Cl Ian Pinto
November 2nd 2017: Divyadaan, Salesian Institute of Philosophy witnesses the release of the book entitled, “Levinas and the Asymmetrical Relation” at the hands of Don Mauro Mantovani sdb, the Rector Magnificus of the Salesian Pontifical University, Rome, and Don Jaroslav Rochowiak sdb, the secretary general of the same university on 2nd November 2017. A simultaneous release of the book was held at Don Bosco Odxel, Goa along with the author Fr Felix Fernandes and in the presence of other Provincial council members.
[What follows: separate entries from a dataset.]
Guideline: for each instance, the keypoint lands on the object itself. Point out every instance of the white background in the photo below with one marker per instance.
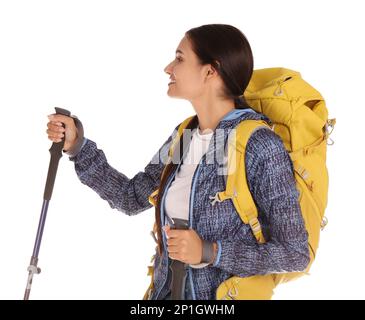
(104, 61)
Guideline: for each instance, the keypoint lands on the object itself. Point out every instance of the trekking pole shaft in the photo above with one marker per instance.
(178, 268)
(56, 154)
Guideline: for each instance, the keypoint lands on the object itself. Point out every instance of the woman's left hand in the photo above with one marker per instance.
(184, 245)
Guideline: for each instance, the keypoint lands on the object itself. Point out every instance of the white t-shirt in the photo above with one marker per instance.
(178, 195)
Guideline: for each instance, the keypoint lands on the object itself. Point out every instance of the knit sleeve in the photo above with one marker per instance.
(271, 181)
(127, 195)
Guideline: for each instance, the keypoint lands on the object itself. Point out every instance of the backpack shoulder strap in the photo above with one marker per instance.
(237, 187)
(153, 196)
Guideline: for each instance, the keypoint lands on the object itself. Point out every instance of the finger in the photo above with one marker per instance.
(172, 242)
(54, 135)
(172, 249)
(60, 118)
(55, 126)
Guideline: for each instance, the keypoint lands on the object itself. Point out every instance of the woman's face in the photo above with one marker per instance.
(187, 75)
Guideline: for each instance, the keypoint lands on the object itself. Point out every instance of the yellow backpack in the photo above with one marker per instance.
(300, 117)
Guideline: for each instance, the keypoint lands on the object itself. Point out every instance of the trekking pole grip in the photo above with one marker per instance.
(56, 154)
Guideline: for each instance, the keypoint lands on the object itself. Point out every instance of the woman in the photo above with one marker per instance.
(212, 69)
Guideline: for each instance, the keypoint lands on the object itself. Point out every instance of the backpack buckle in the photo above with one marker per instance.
(324, 222)
(215, 199)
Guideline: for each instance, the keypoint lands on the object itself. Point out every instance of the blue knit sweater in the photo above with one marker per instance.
(271, 181)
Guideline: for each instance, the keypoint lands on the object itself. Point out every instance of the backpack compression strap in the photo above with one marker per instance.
(236, 185)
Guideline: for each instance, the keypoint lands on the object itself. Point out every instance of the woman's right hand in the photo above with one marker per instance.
(56, 132)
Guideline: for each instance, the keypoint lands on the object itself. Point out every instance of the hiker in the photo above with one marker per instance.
(212, 68)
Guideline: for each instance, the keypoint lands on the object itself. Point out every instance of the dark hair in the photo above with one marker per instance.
(227, 49)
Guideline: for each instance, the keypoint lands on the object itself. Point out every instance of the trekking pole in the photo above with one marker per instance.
(178, 268)
(56, 154)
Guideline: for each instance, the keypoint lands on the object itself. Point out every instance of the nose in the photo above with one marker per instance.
(168, 69)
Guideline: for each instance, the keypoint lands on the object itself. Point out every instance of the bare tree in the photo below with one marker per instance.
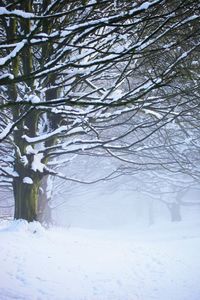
(65, 70)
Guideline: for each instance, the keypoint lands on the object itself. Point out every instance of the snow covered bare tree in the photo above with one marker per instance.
(66, 69)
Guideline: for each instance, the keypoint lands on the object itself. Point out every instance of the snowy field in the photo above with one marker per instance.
(160, 262)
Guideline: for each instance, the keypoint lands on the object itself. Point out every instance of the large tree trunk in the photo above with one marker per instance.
(44, 209)
(26, 200)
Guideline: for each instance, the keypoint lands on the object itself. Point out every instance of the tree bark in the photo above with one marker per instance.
(26, 200)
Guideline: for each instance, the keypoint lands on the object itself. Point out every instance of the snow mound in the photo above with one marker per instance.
(77, 264)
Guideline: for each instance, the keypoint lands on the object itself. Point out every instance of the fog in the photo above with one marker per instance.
(124, 202)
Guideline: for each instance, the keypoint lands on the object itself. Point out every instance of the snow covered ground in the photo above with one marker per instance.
(159, 262)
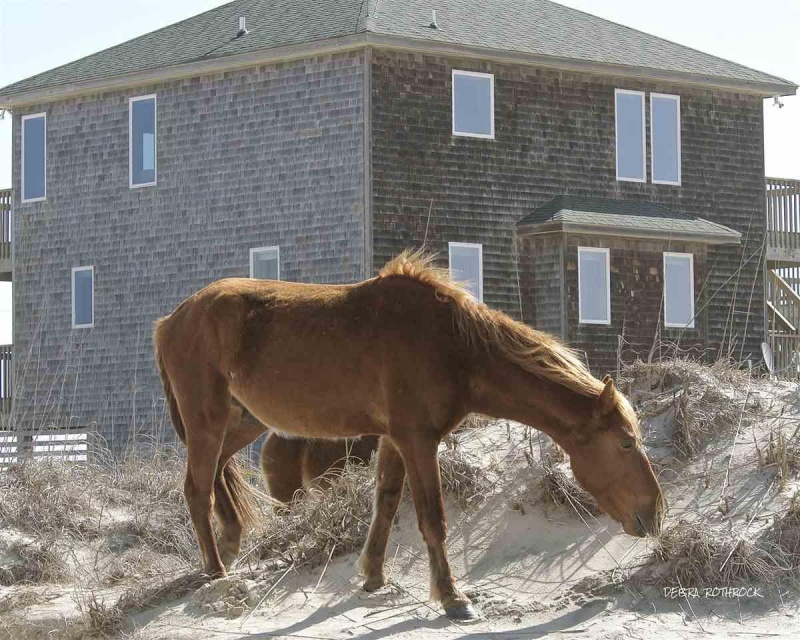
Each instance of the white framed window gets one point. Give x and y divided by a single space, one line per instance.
679 290
142 141
473 104
594 286
629 124
466 266
265 263
34 157
82 297
665 138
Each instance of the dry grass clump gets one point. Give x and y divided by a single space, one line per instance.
22 597
692 554
464 478
707 399
142 564
780 455
40 561
475 421
562 490
334 521
321 523
48 497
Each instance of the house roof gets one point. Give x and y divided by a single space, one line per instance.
578 214
539 28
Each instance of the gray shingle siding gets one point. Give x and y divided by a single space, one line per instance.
272 155
554 136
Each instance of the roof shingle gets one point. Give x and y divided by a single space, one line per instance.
538 27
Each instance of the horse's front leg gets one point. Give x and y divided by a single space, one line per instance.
420 452
388 492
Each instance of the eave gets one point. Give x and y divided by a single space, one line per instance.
362 40
733 238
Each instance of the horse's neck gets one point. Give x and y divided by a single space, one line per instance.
504 390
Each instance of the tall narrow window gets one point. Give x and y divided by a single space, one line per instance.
466 267
142 119
473 104
629 110
34 157
83 297
265 263
665 138
594 286
679 290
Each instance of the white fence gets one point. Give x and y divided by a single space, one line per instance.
70 446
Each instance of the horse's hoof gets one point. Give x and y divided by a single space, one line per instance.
373 584
463 611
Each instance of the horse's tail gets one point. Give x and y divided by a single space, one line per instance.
169 397
241 492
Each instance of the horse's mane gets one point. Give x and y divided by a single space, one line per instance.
493 331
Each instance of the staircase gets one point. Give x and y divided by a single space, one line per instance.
783 275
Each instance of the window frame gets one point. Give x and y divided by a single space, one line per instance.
607 253
74 271
33 116
677 99
674 325
469 245
644 135
256 250
474 74
131 100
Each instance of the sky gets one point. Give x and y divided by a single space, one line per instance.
37 35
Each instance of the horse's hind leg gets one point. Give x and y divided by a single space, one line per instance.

Fr Banzelao, the principal of Divyadaan, presented a brief synopsis of the book before its release. Fr Robert, the rector of Divyadaan, presented a copy of the book to Don Mauro and Don Jaroslav on behalf of the author and the institute.
Emmanuel Levinas was a Jewish philosopher who lived in the latter half of the last century and who acquired fame for his original writings that were filled with striking phrases and insights for example ‘face of the other’ and ‘exteriority’. His philosophy is not high in-the-clouds but is situated in the mundane experiences of human living in society. Owing to his prior interest in philosophical anthropology, Fr Felix felt inspired by the thoughts of Emmanuel Levinas and desired to enter in-depth into his philosophy. This book is the fruit of his doctoral research carried out in the Salesian Pontifical University, Rome.
The crux of the book lies in the examination of the asymmetrical relations between human beings and its relevance for justice relations. The book doesn’t attempt to compare or contrast Levinas’ understanding of the ethical relation with that of other philosophers. The book consists of five chapters besides a general introduction and conclusion. The first chapter outlines the biography of Levinas. The subsequent chapters explore his philosophy of asymmetrical relations and the other from an anthropological and ethical viewpoint. The book sheds light on a number of social evils that the contemporary world faces and offers a guide to navigate the rough and hostile waters of justice, peace and fraternity.